AgentSkillsCN

platform-engineer

平台工程师技能

SKILL.md
--- frontmatter
name: platform-engineer
description: Platform Engineer Skill

The Four Phases

You MUST complete each phase before proceeding to the next.

Phase 1: Architecture & Security (The Blueprint)

BEFORE writing a single line of YAML or Terraform:

  1. Define the Topology

    • Draw the network diagram (VPCs, Subnets, Firewalls).
    • Where does the data live? Is it public or private?
    • Rule: nothing talks to the internet unless explicitly required. Default to private.
  2. Identity & Access Management (IAM)

    • Define "Who" needs access to "What."
    • Principle of Least Privilege: A build service should not have Admin access.
    • No Hardcoded Secrets: Plan where keys/passwords live (Secret Manager, Vault).
  3. Cost Estimation

    • Check the pricing calculator.
    • Set up Budget Alerts before deploying resources.
    • Avoid "Cloud Shock" by defining retention policies (logs, backups) now.

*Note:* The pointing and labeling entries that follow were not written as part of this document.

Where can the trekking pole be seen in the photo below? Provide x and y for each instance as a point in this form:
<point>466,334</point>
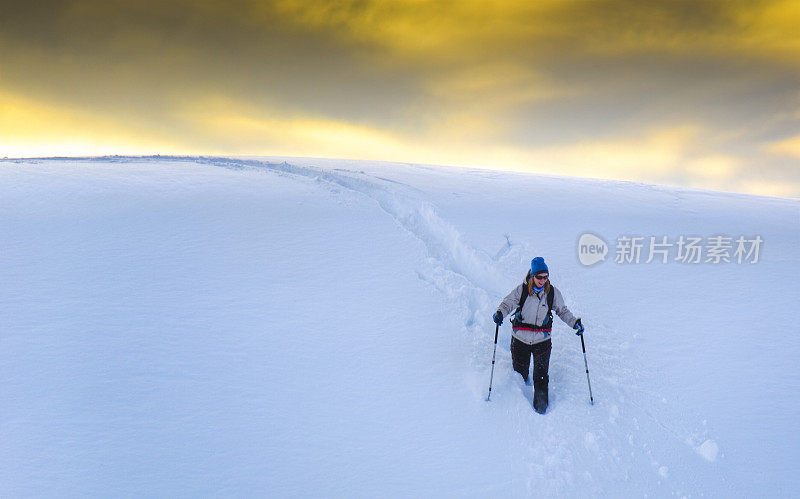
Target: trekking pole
<point>496,330</point>
<point>583,345</point>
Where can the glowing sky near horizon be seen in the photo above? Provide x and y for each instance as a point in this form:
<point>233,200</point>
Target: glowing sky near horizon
<point>700,94</point>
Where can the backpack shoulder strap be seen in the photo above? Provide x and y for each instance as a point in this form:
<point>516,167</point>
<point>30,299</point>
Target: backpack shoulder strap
<point>522,297</point>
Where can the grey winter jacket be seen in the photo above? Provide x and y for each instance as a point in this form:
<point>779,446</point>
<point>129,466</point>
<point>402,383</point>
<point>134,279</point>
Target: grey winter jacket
<point>535,312</point>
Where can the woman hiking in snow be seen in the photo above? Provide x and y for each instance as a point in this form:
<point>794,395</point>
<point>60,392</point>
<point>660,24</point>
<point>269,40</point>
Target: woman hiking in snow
<point>534,301</point>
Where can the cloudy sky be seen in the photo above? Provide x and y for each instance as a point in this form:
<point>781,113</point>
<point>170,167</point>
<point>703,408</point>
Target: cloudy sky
<point>695,93</point>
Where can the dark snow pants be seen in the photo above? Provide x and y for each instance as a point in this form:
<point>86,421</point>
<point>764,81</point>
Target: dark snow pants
<point>521,357</point>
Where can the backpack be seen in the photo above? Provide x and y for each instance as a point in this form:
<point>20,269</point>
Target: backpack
<point>524,296</point>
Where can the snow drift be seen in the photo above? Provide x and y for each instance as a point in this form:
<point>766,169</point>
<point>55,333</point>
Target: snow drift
<point>299,327</point>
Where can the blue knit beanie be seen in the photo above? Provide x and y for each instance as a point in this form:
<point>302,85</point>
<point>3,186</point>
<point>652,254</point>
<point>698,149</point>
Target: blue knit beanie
<point>538,266</point>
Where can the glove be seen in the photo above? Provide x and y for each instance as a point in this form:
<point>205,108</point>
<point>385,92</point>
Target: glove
<point>498,317</point>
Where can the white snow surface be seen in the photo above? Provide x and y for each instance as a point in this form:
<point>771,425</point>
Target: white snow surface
<point>303,328</point>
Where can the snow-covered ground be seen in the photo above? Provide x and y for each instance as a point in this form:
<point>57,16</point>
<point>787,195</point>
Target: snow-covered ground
<point>212,326</point>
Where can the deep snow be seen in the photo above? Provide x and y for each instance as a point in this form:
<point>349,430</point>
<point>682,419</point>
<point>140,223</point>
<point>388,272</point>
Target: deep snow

Phase 1.5: FinOps & Cost Optimization (2026)

Cloud costs are the #2 startup killer (after running out of customers):

  1. Tagging Strategy (Cost Accountability)

    • Required Tags: environment, team, project, cost-center
    • Enable: Cost allocation reports, blame tracking
    • Enforcement: Tag policies (reject untagged resources)
    terraform
    resource "google_storage_bucket" "data" {
      labels = {
        environment = var.environment
        team        = "data-platform"
        project     = "analytics"
      }
    }
    
  2. Right-Sizing & Committed Use

    • Spot/Preemptible Instances: 60-90% cheaper for fault-tolerant workloads
    • Reserved Instances: 1-3 year commit for predictable loads (40-60% savings)
    • Savings Plans: Flexible commitment (AWS/Azure)
    • Auto-scaling: Scale down aggressively (nights, weekends)
    • Tool: Infracost (estimate before deploy), Kubecost (k8s)
  3. Cost Alerts & Anomaly Detection

    • Budget Alerts: 50%, 80%, 100%, 120% thresholds
    • Per-Service Budgets: Separate for Compute, Storage, Network
    • Anomaly Detection: Alert on 2x daily average
    • Example: "BigQuery cost is 10x higher today vs yesterday"
  4. Storage Lifecycle Policies

    • Hot → Warm → Cold → Archive
      • S3: Standard → IA → Glacier → Deep Archive
      • GCS: Standard → Nearline → Coldline → Archive
    • Auto-delete: Logs after 90 days, temp files after 7 days
    • Savings: 50-90% on storage costs

Phase 2: Infrastructure as Code (IaC)

Treat infrastructure like software:

  1. Codify Resources (Terraform/OpenTofu)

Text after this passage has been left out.